Hola

Hello all.

Note: I apologize in advance for what is likely to be the longest introduction ever.

My name is Chris. I'm 27, 5'8" and currently weigh 166 lbs. I'm still fairly new to fitness and working out as I've only been doing it on a regular basis for a little over a year. Just to give a little background on myself. In July 2008 I was the heaviest I had ever been, weighing in at 242 lbs. My "diet" consisted of fast food and lots of beer.

One day I decided that I have had enough fast food/booze and I decided to cut it back. I didnt cut it completely out, I simply cut it back from 85% of my intake to about 20%. Within two months I lost maybe 20 lbs. After the loss I figured why not throw some kind of physical activity in there to mix it up a bit. I started working out 2-3 times a week. Nothing too serious, maybe 30-60 minutes. And if I missed a day, it was ok with me. My motivation was only to "minimize" the effects of my love for fast food and beer. Never to cut it out completely. After six months I had lost 40 lbs.

Over the next months slightly increased my workout frequency and eating less junk food. By the July 2009 I weighed 170 lbs and have maintained the weight since.

Currently I find myself feeling somewhat small yet big. I feel small in the sense that I'm only 166 lbs but big due to having some access fat in my mid region.

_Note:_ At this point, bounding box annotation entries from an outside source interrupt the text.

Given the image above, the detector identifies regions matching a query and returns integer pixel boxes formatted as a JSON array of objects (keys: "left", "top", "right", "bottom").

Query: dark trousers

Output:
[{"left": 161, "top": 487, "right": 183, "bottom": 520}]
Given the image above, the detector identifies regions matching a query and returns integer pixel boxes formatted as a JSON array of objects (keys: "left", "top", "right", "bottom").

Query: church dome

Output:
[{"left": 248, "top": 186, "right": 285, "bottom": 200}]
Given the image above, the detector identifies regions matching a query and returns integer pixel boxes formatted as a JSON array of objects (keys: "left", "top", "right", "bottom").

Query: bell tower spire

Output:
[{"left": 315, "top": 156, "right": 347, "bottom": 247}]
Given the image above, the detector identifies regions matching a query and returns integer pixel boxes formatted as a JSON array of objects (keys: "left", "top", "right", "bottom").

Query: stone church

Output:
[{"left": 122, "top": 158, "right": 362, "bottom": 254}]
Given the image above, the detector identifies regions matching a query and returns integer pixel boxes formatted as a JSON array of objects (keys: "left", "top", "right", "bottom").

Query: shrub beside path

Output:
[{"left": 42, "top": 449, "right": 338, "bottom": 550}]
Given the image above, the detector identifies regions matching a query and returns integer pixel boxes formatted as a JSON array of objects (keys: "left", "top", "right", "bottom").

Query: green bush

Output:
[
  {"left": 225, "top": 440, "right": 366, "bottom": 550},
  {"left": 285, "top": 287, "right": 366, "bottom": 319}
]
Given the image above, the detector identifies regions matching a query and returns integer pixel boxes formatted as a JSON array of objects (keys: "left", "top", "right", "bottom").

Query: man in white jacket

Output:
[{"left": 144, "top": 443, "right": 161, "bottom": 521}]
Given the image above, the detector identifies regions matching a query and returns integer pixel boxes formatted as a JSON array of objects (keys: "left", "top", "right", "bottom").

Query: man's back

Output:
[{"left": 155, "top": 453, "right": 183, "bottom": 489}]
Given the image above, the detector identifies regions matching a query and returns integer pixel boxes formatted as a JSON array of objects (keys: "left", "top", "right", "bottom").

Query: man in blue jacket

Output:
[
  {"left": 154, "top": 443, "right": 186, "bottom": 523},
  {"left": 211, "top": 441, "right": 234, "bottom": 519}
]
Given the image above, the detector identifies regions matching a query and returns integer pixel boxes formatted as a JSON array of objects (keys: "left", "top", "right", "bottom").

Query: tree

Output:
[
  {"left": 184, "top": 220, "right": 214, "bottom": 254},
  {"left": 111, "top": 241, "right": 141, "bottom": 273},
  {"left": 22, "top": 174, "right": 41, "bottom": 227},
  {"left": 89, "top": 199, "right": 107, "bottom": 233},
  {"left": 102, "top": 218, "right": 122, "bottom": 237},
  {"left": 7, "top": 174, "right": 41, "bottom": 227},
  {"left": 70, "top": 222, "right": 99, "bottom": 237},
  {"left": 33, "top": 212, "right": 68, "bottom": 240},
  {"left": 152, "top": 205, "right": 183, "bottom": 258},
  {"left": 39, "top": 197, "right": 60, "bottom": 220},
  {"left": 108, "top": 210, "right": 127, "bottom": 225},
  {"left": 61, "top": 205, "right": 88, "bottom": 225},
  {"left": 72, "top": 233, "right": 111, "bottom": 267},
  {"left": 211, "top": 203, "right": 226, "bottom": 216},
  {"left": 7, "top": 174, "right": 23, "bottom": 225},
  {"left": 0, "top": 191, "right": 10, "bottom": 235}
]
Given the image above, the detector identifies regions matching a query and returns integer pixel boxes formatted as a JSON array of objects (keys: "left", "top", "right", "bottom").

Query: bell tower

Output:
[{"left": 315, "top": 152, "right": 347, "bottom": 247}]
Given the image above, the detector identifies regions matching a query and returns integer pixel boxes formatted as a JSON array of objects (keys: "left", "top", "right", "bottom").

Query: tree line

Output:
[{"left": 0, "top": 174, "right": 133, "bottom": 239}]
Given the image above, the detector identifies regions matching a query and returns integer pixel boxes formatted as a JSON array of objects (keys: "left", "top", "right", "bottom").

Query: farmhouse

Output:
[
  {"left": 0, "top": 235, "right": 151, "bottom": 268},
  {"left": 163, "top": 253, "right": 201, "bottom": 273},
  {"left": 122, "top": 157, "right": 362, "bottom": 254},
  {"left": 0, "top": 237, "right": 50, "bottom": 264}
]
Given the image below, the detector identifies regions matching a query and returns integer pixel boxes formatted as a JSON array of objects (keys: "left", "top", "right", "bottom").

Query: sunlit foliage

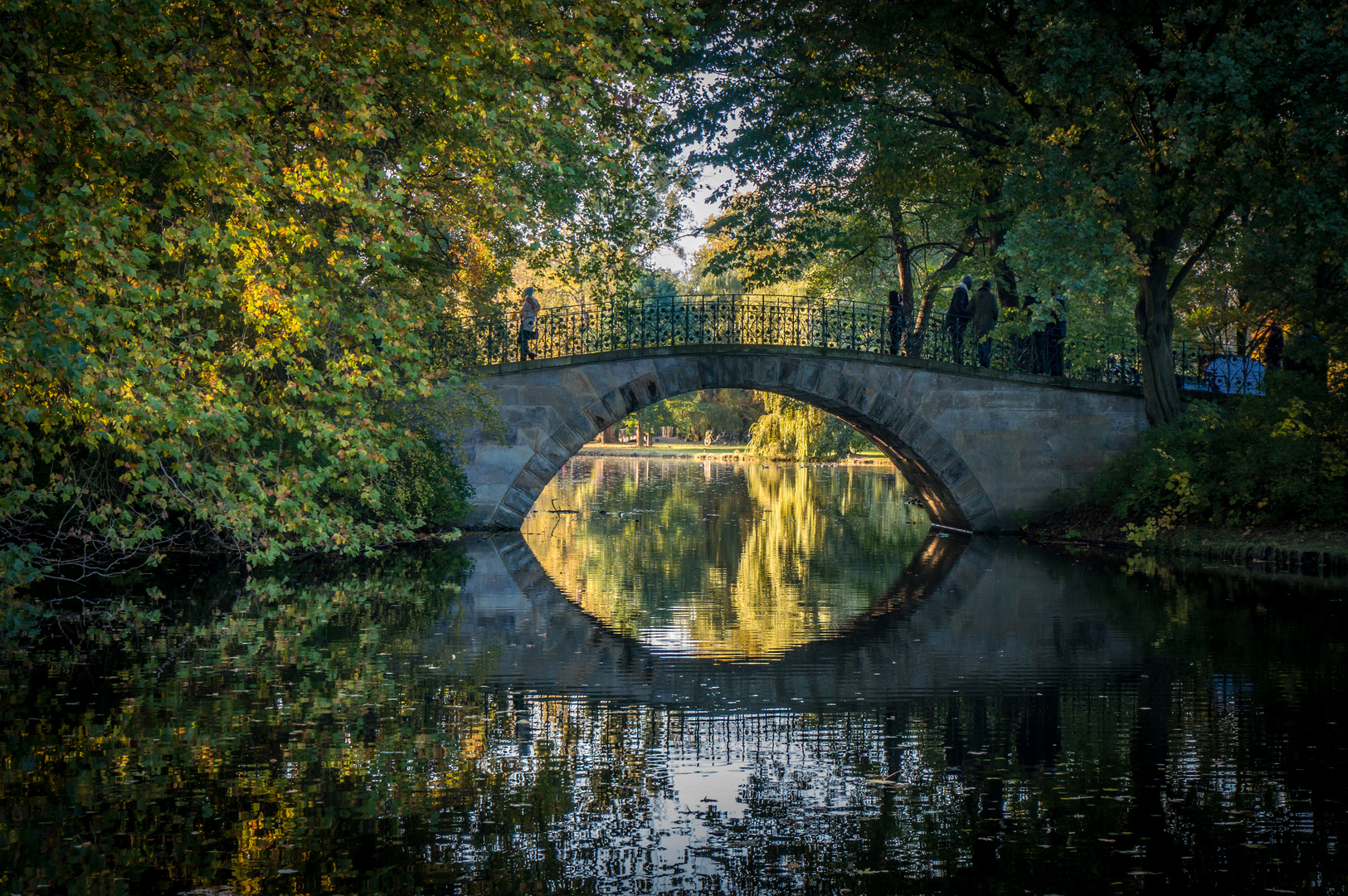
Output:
[
  {"left": 750, "top": 393, "right": 871, "bottom": 460},
  {"left": 0, "top": 0, "right": 685, "bottom": 583}
]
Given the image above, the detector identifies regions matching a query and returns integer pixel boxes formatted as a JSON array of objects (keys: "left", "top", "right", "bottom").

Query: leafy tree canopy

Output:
[
  {"left": 675, "top": 0, "right": 1348, "bottom": 423},
  {"left": 0, "top": 0, "right": 688, "bottom": 583}
]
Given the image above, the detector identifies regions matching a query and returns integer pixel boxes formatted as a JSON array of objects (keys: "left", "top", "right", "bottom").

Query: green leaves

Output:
[{"left": 0, "top": 0, "right": 682, "bottom": 583}]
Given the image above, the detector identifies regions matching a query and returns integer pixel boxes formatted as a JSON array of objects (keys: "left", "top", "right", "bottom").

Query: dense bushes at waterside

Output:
[
  {"left": 748, "top": 393, "right": 869, "bottom": 460},
  {"left": 1092, "top": 372, "right": 1348, "bottom": 544}
]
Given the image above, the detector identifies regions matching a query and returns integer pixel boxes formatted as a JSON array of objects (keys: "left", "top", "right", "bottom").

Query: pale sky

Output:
[{"left": 651, "top": 161, "right": 732, "bottom": 274}]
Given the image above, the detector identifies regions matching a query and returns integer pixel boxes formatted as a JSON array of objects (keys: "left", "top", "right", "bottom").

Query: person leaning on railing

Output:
[
  {"left": 519, "top": 285, "right": 543, "bottom": 361},
  {"left": 945, "top": 274, "right": 973, "bottom": 363},
  {"left": 973, "top": 280, "right": 998, "bottom": 367}
]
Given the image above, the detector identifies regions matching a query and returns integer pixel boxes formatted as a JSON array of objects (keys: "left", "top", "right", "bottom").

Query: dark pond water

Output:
[{"left": 0, "top": 460, "right": 1348, "bottom": 896}]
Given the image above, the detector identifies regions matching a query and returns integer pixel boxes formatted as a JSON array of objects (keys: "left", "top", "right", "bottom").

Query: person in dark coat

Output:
[
  {"left": 973, "top": 280, "right": 998, "bottom": 367},
  {"left": 1044, "top": 292, "right": 1068, "bottom": 376},
  {"left": 519, "top": 285, "right": 543, "bottom": 361},
  {"left": 1255, "top": 321, "right": 1286, "bottom": 371},
  {"left": 888, "top": 290, "right": 908, "bottom": 354},
  {"left": 945, "top": 275, "right": 973, "bottom": 363}
]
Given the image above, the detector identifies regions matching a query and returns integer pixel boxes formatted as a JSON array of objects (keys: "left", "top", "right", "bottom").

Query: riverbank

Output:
[
  {"left": 576, "top": 442, "right": 890, "bottom": 466},
  {"left": 1024, "top": 504, "right": 1348, "bottom": 574}
]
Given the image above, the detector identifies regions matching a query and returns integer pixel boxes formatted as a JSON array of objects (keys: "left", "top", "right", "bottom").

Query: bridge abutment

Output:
[{"left": 465, "top": 345, "right": 1146, "bottom": 531}]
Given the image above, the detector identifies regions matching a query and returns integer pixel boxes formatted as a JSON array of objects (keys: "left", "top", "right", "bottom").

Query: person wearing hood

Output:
[
  {"left": 973, "top": 280, "right": 998, "bottom": 367},
  {"left": 945, "top": 274, "right": 973, "bottom": 363},
  {"left": 519, "top": 285, "right": 543, "bottom": 361}
]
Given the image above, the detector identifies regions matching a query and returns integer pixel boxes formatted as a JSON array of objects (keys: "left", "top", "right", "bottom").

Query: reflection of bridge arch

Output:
[
  {"left": 436, "top": 533, "right": 1138, "bottom": 709},
  {"left": 466, "top": 345, "right": 1145, "bottom": 531}
]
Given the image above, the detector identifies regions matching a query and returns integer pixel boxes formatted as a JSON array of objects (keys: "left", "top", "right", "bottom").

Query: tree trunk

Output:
[
  {"left": 1134, "top": 258, "right": 1184, "bottom": 426},
  {"left": 890, "top": 202, "right": 912, "bottom": 313},
  {"left": 992, "top": 259, "right": 1020, "bottom": 309},
  {"left": 912, "top": 222, "right": 979, "bottom": 333}
]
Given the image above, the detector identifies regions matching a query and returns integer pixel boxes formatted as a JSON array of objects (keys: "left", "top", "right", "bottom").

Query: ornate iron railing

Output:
[{"left": 438, "top": 294, "right": 1263, "bottom": 393}]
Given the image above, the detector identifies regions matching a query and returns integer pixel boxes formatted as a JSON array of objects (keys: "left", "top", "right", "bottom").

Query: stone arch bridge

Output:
[{"left": 455, "top": 295, "right": 1146, "bottom": 533}]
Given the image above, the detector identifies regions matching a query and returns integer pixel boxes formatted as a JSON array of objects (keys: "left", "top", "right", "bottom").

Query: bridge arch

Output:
[{"left": 465, "top": 345, "right": 1145, "bottom": 531}]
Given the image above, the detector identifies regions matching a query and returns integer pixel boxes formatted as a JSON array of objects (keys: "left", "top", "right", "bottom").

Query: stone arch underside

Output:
[{"left": 465, "top": 346, "right": 1145, "bottom": 531}]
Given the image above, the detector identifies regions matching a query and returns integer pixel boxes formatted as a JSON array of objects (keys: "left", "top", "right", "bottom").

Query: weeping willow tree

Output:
[{"left": 750, "top": 393, "right": 867, "bottom": 460}]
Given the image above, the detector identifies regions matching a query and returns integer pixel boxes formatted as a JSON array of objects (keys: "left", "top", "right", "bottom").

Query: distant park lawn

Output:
[{"left": 580, "top": 438, "right": 887, "bottom": 462}]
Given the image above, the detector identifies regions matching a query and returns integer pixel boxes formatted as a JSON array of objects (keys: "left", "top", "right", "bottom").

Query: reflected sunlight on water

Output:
[{"left": 523, "top": 458, "right": 929, "bottom": 659}]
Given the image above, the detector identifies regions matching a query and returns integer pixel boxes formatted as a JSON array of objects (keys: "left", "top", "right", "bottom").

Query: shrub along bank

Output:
[{"left": 1029, "top": 372, "right": 1348, "bottom": 559}]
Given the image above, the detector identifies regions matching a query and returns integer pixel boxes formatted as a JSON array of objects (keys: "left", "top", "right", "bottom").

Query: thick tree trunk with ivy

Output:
[
  {"left": 1134, "top": 258, "right": 1184, "bottom": 426},
  {"left": 890, "top": 203, "right": 912, "bottom": 311}
]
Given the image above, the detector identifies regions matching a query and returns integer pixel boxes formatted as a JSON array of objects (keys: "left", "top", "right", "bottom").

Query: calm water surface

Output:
[{"left": 0, "top": 458, "right": 1348, "bottom": 896}]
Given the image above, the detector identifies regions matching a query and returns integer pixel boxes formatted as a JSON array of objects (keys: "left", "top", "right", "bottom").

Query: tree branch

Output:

Just recently I decided to get "serious" about working routines and getting on an actual diet plan as my goal was to gain muscle and burn the access fat. Unfortunately for me I did not do any research before going into "overdrive" and have learned I have been over-training for the past 6 weeks.

My Routine
Monday - Chest/Back (Pre workout 15 Minute cardio warm up - After workout 20 minute cardio)
Tuesday - Run 3-4 miles
Wednesday - Triceps/Biceps (Pre workout 15 Minute cardio warm up - After workout 20 minute cardio)
Thursday - Shoulders/Traps (Pre workout 15 Minute cardio warm up - After workout 20 minute cardio)
Friday - Run 3-4 miles
Saturday - Legs
Sunday - Run 3-4 miles

Supplements (taken for the past 3 weeks)
Whey
NoExplod


I would like to ask for help in designing the best approach to reaching my goal; To increase muscle mass and lose the access weight in my mid region. I am not trying to get ripped, simply be in decent shape.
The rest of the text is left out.